Still hunting is one of the purest forms of all hunting. It requires more discipline, both physically and mentally, than any other method. The goal of still hunting is to move through known deer habitat, to see the buck before he sees you, and to harvest that buck.
Sounds easy enough, but it’s extremely difficult. Still hunting is not wandering around aimlessly hoping to get a snapshot at a white flag. It requires an acute sense of awareness. If your mind is elsewhere, you won’t be able to see what’s going on. Awareness is to experience moments of just being without letting our minds get in the way. We must maintain a razors edge of alertness the entire time if we are to have any hope of being successful. I have found the most difficult part of still hunting is to clear my mind and get into the rhythm of the forest.

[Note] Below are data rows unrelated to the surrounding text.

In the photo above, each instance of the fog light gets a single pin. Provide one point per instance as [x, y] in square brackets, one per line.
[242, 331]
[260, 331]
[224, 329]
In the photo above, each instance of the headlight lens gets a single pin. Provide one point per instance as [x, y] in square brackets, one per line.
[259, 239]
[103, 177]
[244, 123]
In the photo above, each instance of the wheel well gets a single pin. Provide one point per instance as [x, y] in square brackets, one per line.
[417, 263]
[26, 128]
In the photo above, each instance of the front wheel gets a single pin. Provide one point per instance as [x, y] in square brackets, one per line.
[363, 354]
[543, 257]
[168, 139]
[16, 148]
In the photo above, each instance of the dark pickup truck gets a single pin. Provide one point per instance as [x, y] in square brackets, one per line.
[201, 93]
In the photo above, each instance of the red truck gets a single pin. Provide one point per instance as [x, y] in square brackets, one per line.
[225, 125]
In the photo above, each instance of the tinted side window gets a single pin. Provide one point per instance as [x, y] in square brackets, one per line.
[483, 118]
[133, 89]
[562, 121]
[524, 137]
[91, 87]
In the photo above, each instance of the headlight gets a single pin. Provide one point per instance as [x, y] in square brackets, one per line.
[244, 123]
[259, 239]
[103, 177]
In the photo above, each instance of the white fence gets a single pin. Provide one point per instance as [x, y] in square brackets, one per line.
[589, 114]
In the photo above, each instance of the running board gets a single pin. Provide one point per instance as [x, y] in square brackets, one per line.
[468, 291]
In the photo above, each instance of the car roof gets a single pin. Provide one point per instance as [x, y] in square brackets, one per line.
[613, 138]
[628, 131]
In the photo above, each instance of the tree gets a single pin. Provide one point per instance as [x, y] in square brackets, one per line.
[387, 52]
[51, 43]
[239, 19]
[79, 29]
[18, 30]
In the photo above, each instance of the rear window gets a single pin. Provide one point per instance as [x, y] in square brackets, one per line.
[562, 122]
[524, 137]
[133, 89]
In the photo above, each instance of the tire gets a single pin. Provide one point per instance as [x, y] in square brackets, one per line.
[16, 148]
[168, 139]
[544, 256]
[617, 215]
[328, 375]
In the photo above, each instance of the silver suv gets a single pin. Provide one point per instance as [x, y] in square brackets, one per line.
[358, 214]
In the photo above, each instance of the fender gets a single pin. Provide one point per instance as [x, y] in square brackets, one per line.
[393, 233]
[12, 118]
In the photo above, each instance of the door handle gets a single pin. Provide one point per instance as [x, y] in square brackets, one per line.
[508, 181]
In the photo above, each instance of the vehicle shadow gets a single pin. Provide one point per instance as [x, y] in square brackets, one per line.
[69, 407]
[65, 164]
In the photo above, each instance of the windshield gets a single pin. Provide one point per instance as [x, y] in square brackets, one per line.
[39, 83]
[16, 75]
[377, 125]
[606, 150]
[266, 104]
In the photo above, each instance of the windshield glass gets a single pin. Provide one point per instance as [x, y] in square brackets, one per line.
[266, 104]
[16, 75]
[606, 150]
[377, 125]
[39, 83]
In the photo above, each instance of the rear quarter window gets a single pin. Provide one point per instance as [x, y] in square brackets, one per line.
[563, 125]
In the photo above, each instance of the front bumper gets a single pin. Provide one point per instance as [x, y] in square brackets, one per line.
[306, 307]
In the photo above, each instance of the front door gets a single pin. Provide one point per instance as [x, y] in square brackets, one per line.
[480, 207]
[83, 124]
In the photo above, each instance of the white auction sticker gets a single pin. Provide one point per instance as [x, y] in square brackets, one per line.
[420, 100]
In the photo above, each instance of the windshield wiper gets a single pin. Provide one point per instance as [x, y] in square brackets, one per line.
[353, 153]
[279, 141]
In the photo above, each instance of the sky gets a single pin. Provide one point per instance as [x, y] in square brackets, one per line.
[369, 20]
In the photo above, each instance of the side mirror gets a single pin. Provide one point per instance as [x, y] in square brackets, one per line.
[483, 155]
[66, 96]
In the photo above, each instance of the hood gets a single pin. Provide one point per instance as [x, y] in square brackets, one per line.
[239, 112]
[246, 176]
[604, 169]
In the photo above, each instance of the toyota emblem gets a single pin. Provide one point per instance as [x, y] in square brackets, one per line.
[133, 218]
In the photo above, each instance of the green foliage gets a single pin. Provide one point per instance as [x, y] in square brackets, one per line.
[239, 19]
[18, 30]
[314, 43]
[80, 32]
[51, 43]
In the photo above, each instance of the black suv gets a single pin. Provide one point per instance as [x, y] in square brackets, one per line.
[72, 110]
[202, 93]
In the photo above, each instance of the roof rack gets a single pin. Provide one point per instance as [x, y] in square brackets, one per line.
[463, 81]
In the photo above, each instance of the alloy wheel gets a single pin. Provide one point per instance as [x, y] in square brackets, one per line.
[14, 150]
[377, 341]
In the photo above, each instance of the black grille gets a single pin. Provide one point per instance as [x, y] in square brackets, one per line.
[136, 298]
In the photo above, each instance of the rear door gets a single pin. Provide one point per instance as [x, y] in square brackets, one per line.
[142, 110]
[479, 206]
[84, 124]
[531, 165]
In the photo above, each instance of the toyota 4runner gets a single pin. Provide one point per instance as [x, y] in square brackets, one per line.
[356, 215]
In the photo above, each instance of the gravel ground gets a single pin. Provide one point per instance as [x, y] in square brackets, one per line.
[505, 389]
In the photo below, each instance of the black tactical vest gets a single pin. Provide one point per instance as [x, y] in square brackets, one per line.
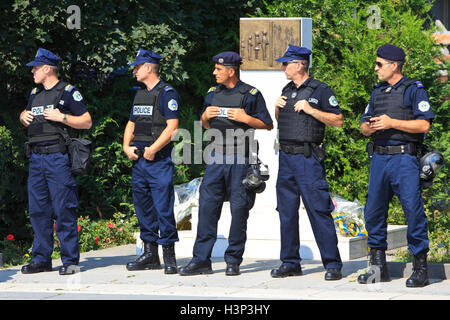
[229, 99]
[149, 122]
[389, 101]
[298, 127]
[41, 129]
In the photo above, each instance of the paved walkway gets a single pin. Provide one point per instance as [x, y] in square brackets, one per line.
[103, 276]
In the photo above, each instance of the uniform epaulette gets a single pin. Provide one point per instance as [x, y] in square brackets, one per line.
[212, 89]
[254, 91]
[68, 88]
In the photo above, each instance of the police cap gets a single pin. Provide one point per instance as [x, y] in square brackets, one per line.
[391, 52]
[44, 57]
[295, 53]
[228, 58]
[144, 56]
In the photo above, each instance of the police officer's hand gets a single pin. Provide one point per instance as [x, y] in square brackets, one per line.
[303, 105]
[382, 122]
[129, 151]
[53, 115]
[26, 117]
[149, 154]
[280, 102]
[211, 112]
[237, 115]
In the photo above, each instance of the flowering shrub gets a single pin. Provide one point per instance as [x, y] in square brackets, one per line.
[93, 235]
[100, 234]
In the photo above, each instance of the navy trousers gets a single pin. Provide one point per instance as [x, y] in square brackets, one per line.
[305, 177]
[153, 197]
[395, 174]
[52, 194]
[221, 182]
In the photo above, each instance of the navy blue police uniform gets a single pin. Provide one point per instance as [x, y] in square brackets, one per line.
[302, 173]
[394, 167]
[152, 180]
[223, 177]
[52, 190]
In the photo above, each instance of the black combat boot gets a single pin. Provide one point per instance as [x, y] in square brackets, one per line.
[419, 278]
[378, 271]
[170, 262]
[148, 260]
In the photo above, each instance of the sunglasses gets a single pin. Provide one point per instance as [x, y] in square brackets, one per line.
[380, 65]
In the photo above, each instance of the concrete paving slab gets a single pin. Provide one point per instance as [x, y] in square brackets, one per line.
[103, 276]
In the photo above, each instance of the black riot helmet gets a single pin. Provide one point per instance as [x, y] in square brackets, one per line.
[256, 176]
[430, 164]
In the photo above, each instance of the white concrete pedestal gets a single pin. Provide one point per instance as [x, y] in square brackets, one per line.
[263, 237]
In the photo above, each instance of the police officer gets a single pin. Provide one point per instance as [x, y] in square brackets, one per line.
[147, 141]
[303, 110]
[52, 191]
[233, 106]
[397, 117]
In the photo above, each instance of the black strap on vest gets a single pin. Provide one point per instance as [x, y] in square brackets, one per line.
[298, 127]
[149, 130]
[48, 130]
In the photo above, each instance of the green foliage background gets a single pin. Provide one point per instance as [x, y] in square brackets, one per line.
[187, 34]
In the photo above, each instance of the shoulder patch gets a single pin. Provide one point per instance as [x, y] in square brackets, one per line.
[77, 96]
[333, 101]
[172, 105]
[68, 88]
[424, 106]
[168, 88]
[253, 91]
[212, 89]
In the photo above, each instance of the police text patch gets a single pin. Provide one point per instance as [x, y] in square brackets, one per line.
[424, 106]
[333, 102]
[172, 105]
[77, 96]
[37, 111]
[142, 110]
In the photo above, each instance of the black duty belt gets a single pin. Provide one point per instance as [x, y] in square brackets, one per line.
[53, 148]
[401, 149]
[295, 149]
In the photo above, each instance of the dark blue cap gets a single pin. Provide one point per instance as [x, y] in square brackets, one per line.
[144, 56]
[228, 58]
[44, 57]
[390, 52]
[295, 53]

On top of that, we must move slow enough to prevent the deer from easily picking up our movement. The best way to think of still hunting is to think of it as a moving stand. The slower you move the better your odds of success will be. I like to take one step and then scour the entire area with my eyes. Take one or two more steps and continue the scouring process. And so on and so on. Extreme caution must be taken not to disturb the deer. It’s very difficult to maintain this snail’s pace for an extended period of time. A good still hunter can only cover a couple hundred yards in an hour. This is why it is so physically and mentally exhausting. Of course, all of this must be done facing the wind or we are just wasting time.
Being familiar with the terrain you are hunting is a great advantage while still hunting. If we are continually searching the ground for sign, we will break the concentration necessary to succeed.
Still hunting is a solo sport and few hunters can become proficient at it. Still hunting can only be learned after many hours and seasons of practice. Still hunting can be a rewarding experience for those who are willing to put in the time, patience, and persistence necessary.